Ellis Island occupies a hallowed place in imaginations — some might say, the Plymouth Rock for Americans who didn’t land on Plymouth Rock. This is a vast oversimplification (it leaves out a lot of Americans who didn’t land in either place). But it fueled enough fat family-saga novels to cement certain imagery firmly in place: the large, close-knit families struggling together across the gangplank into a new world; the arbitrary name changes by brusque inspectors; the triumphant journey from dirt-poor tenement to American-style riches in the suburbs.
Vincent J. Cannato’s American Passage is a history of Ellis Island that is well worth reading if your ancestors passed through it, or even if they didn’t.
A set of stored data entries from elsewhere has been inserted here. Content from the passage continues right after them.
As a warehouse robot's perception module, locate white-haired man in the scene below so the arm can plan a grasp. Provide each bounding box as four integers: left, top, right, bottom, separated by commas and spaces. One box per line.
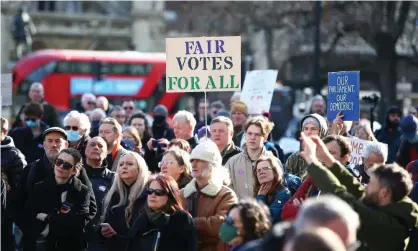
181, 140, 238, 251
99, 118, 128, 172
355, 142, 388, 184
173, 110, 198, 149
81, 93, 96, 112
210, 116, 241, 165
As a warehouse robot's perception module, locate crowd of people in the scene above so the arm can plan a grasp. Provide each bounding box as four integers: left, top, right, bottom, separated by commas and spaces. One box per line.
1, 83, 418, 251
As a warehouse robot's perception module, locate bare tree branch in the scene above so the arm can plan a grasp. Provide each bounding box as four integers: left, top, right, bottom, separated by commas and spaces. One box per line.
395, 1, 411, 41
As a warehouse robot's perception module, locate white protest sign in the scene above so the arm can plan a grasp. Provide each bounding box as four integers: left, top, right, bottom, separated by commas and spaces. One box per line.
347, 137, 388, 165
241, 70, 278, 115
166, 36, 241, 92
0, 73, 13, 106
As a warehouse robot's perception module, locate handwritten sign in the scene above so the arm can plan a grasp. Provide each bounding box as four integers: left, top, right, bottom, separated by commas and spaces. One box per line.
347, 137, 388, 165
327, 71, 360, 121
166, 36, 241, 92
241, 70, 278, 115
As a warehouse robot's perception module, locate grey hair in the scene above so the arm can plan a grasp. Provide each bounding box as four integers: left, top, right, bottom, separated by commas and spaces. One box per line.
363, 141, 388, 163
295, 195, 360, 236
90, 108, 106, 120
81, 93, 96, 103
63, 111, 91, 135
173, 110, 196, 128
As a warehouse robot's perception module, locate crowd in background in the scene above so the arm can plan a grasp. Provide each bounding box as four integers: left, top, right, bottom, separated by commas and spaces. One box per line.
1, 83, 418, 251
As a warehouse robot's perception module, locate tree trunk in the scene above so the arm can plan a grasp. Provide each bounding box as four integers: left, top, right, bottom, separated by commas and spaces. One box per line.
264, 27, 278, 70
376, 34, 398, 122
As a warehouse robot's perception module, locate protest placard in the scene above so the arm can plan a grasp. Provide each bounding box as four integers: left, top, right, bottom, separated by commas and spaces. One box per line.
347, 137, 388, 165
327, 71, 360, 121
166, 36, 241, 92
241, 70, 278, 115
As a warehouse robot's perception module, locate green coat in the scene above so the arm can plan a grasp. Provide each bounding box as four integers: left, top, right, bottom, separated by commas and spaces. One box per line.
308, 163, 418, 251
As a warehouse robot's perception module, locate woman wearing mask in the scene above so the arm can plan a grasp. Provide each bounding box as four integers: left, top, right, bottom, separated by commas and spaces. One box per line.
219, 199, 271, 251
63, 111, 90, 159
253, 156, 292, 223
122, 126, 144, 157
158, 148, 192, 189
354, 124, 377, 141
101, 151, 149, 251
24, 148, 91, 251
128, 112, 151, 146
128, 174, 197, 251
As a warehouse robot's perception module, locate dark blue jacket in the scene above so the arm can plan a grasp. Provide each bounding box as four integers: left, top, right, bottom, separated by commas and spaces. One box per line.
84, 160, 115, 227
255, 188, 292, 224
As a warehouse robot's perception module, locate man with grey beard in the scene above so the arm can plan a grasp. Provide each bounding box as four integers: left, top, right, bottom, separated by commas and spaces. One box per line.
11, 127, 97, 250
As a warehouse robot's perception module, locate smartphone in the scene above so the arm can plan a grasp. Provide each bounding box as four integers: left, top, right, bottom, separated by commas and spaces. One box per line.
152, 139, 160, 148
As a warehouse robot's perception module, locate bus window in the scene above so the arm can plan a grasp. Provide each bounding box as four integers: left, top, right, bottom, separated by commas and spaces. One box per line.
16, 61, 57, 95
55, 61, 93, 74
102, 63, 152, 76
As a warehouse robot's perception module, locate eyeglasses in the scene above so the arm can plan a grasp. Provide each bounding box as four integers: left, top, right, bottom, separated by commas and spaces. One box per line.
55, 159, 73, 170
25, 117, 37, 122
147, 187, 168, 196
158, 160, 176, 168
64, 126, 79, 131
225, 216, 234, 226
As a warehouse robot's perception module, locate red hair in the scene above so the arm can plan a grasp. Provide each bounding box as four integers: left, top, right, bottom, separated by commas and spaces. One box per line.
147, 174, 183, 213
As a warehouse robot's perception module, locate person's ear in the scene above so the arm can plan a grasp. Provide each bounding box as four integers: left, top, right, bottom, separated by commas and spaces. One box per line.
341, 154, 350, 165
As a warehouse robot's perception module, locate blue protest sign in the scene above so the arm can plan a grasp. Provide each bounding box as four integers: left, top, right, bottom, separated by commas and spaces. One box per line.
327, 71, 360, 121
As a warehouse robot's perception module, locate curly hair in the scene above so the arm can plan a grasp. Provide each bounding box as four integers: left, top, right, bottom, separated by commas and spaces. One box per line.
227, 198, 271, 243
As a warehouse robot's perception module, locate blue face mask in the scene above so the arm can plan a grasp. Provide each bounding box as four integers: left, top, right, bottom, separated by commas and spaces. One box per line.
122, 139, 136, 150
91, 120, 100, 128
25, 120, 38, 128
67, 130, 81, 142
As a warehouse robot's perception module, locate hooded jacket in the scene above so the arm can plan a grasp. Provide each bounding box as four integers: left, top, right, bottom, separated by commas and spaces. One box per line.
374, 108, 402, 164
308, 163, 418, 251
0, 136, 27, 189
285, 113, 328, 178
180, 178, 238, 251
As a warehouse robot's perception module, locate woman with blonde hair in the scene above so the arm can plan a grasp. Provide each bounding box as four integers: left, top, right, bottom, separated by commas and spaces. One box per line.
354, 124, 377, 141
158, 147, 192, 189
253, 156, 292, 223
122, 126, 144, 157
100, 151, 150, 251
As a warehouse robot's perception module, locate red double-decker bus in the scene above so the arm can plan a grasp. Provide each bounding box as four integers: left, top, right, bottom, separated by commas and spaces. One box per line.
13, 49, 193, 113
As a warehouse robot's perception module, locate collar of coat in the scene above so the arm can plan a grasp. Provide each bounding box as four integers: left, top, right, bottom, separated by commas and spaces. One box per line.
183, 178, 223, 198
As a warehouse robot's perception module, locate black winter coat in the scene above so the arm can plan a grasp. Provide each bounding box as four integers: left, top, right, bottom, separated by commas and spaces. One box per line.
12, 155, 97, 232
24, 176, 91, 251
127, 211, 197, 251
102, 189, 147, 251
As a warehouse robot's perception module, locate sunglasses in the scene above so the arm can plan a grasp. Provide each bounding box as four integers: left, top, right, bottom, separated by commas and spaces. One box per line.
64, 126, 78, 131
55, 159, 73, 170
25, 117, 37, 122
147, 187, 168, 196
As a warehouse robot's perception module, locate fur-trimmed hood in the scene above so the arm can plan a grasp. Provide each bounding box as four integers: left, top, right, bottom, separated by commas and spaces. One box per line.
182, 178, 223, 198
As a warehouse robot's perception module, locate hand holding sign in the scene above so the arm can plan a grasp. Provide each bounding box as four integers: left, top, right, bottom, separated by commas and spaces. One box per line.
327, 71, 360, 121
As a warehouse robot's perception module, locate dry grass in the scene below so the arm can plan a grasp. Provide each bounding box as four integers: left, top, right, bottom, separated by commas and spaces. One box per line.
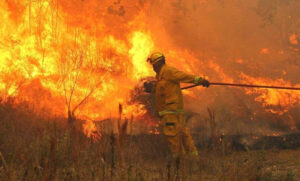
0, 103, 300, 181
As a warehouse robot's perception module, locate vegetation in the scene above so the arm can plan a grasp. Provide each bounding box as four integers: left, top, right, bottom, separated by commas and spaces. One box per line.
0, 100, 300, 181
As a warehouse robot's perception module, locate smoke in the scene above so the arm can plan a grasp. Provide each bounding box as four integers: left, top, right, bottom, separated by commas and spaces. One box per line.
143, 0, 300, 134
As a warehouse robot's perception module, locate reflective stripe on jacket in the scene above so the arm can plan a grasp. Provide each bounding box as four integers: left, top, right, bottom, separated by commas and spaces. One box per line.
155, 65, 203, 114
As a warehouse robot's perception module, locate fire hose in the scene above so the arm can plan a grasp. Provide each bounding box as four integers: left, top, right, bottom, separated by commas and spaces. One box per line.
181, 82, 300, 90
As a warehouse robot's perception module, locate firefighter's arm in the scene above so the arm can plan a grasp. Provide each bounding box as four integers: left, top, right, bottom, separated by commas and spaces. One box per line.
144, 81, 156, 93
167, 68, 205, 84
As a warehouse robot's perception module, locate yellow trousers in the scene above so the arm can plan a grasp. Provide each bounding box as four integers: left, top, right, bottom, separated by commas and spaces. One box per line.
162, 114, 198, 157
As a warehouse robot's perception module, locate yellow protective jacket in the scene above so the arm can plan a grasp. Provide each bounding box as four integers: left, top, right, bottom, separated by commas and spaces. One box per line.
155, 65, 203, 116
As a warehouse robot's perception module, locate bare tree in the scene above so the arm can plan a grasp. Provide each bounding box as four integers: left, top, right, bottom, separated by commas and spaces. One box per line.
58, 31, 102, 125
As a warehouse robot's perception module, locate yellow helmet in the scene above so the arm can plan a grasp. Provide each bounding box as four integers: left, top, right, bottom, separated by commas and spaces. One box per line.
147, 52, 165, 65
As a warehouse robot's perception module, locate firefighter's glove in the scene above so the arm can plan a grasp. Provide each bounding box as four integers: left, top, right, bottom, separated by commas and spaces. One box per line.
144, 82, 155, 93
202, 79, 210, 87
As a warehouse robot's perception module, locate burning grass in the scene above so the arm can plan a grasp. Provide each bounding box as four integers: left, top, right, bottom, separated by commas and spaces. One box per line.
0, 102, 300, 180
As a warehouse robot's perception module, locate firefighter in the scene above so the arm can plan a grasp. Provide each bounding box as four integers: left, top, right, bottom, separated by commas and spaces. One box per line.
144, 52, 209, 158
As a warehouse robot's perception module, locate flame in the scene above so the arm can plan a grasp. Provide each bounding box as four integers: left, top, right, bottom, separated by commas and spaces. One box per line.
290, 34, 298, 45
0, 0, 300, 137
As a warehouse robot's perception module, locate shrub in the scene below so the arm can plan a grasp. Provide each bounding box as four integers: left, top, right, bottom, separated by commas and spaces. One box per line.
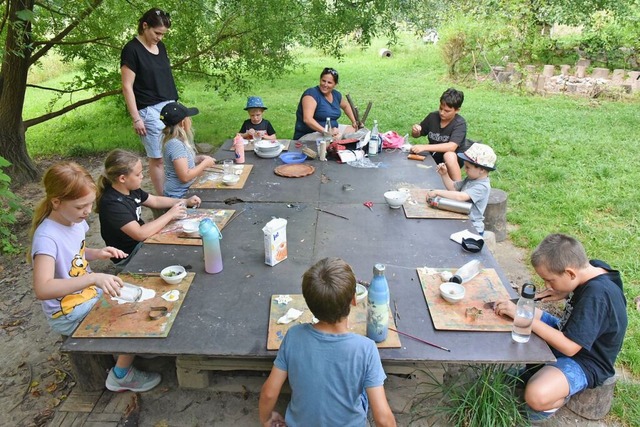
0, 156, 23, 253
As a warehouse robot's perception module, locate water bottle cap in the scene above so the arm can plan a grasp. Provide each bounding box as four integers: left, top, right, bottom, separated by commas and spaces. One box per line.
198, 218, 222, 240
520, 283, 536, 299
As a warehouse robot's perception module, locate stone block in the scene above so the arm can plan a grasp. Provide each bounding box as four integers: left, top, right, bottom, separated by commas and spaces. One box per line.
591, 68, 609, 79
542, 65, 556, 77
484, 188, 507, 242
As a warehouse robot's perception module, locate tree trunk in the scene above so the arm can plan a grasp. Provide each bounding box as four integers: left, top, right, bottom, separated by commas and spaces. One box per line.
0, 0, 38, 185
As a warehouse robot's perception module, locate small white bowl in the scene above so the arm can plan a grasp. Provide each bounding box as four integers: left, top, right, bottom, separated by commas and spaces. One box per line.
222, 174, 240, 185
182, 219, 200, 236
160, 265, 187, 285
356, 283, 369, 303
440, 282, 465, 304
384, 191, 409, 209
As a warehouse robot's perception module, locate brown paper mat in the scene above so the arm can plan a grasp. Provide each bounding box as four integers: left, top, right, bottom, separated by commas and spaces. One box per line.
417, 268, 513, 331
267, 294, 400, 350
402, 188, 469, 219
189, 164, 253, 190
144, 209, 235, 246
227, 139, 293, 151
73, 273, 196, 338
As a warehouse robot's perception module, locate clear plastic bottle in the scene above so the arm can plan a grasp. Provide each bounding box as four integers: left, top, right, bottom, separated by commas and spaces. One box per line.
449, 259, 482, 284
369, 120, 380, 157
367, 264, 389, 342
198, 218, 222, 274
511, 283, 536, 343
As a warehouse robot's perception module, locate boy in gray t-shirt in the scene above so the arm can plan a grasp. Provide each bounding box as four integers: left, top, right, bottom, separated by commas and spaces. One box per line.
260, 258, 396, 427
427, 142, 496, 236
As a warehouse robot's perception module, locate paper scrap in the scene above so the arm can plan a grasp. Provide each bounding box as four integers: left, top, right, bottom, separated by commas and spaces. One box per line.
276, 308, 303, 325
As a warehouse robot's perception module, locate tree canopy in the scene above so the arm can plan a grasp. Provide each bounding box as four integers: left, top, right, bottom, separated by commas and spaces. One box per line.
0, 0, 413, 182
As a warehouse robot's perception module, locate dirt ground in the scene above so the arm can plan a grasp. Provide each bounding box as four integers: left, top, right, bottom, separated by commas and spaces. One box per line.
0, 158, 610, 427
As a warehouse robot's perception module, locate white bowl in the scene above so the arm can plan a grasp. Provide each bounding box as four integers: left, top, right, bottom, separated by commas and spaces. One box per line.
182, 219, 200, 236
356, 283, 369, 303
253, 140, 282, 153
384, 191, 409, 209
440, 282, 465, 304
222, 174, 240, 185
160, 265, 187, 285
253, 144, 284, 159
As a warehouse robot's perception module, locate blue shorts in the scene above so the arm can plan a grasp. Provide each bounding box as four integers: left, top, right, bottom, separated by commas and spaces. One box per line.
540, 312, 587, 396
47, 292, 102, 336
138, 101, 174, 159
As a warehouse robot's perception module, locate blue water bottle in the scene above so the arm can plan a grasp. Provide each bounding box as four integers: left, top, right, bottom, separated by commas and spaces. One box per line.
367, 264, 389, 342
198, 218, 222, 274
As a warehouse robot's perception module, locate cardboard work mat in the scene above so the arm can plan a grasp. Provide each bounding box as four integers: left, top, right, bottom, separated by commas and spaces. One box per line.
144, 209, 235, 246
417, 267, 513, 331
402, 188, 469, 219
267, 294, 400, 350
73, 273, 196, 338
189, 164, 253, 190
227, 139, 293, 151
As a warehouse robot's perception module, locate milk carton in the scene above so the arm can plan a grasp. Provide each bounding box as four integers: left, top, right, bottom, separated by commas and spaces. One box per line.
262, 218, 287, 267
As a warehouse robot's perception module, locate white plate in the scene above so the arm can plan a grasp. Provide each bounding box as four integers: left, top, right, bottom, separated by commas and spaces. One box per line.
253, 144, 284, 159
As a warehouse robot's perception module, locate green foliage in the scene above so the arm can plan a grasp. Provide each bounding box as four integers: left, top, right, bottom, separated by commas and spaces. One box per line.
411, 364, 528, 427
0, 156, 22, 253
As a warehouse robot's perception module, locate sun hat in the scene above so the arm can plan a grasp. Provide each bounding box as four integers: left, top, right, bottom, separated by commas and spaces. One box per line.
244, 96, 267, 110
458, 142, 496, 170
160, 102, 200, 126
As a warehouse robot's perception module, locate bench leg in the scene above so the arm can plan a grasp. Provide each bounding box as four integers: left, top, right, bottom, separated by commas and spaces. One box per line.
68, 353, 114, 391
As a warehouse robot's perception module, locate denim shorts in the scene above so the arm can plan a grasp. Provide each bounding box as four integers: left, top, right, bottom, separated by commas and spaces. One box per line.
47, 292, 102, 336
138, 101, 174, 159
540, 312, 587, 396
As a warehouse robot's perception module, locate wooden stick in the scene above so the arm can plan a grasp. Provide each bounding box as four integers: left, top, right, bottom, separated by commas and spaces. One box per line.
316, 208, 349, 220
389, 327, 451, 352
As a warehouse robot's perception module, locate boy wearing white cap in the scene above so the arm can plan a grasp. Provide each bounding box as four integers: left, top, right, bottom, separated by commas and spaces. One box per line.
240, 96, 276, 140
427, 142, 496, 236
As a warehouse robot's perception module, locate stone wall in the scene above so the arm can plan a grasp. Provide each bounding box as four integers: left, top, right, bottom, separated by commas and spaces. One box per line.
489, 60, 640, 97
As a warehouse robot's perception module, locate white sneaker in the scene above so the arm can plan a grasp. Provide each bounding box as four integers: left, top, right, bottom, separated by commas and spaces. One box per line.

It supplies a wealth of information about how the place began and, importantly, how it worked, starting with a detailed account of Ellis Island’s very different predecessor, Castle Garden.
Castle Garden was a state-run operation, originating in response to activism by immigrant-aid societies whose mission was to protect and aid immigrants — a mission that also propelled Castle Garden, at least in its early years. Ellis Island, by contrast, was a federal facility born in an age of increased resentment and apprehension at the surge of immigration at the end of the 19th century. Aiding and protecting took a back seat to quality control — the drive to ensure that only the fittest, strongest and most productive new arrivals made the cut.
Cannato writes supple, succinct prose, with an excellent eye for compelling historical examples — such as families separated, often forever, when one member was deemed too “feeble-minded” or physically infirm to be admitted. He illustrates with infuriating examples the lengths to which inspectors went to ensure that the immigrants’ characters were sufficiently elevated, a quest which predictably led to crass harassment: “Did he sleep with you on the boat?” asked one inspector who made “moral turpitude” his personal mission.
American Passage also dispels some cherished misconceptions about Ellis Island. Despite what hundreds of family stories say, Ellis Island inspectors did not change names to make them more “American-sounding”: “Name changes largely occurred either on the other side of the Atlantic, when steamship officials recorded names in their manifests, or after Ellis Island, when immigrants filled out naturalization papers or other official documents,” Cannato writes.
The narrative is full of similarly illuminating details, and ends with a meditation on Ellis Island’s slide into decay and neglect, followed by its return as a point of pilgrimage, a highly charged symbol of American aspirations. It’s a nice wrap-up to an excellent overview of the years in which the United States, and its immigration policy, reached a troubled maturity.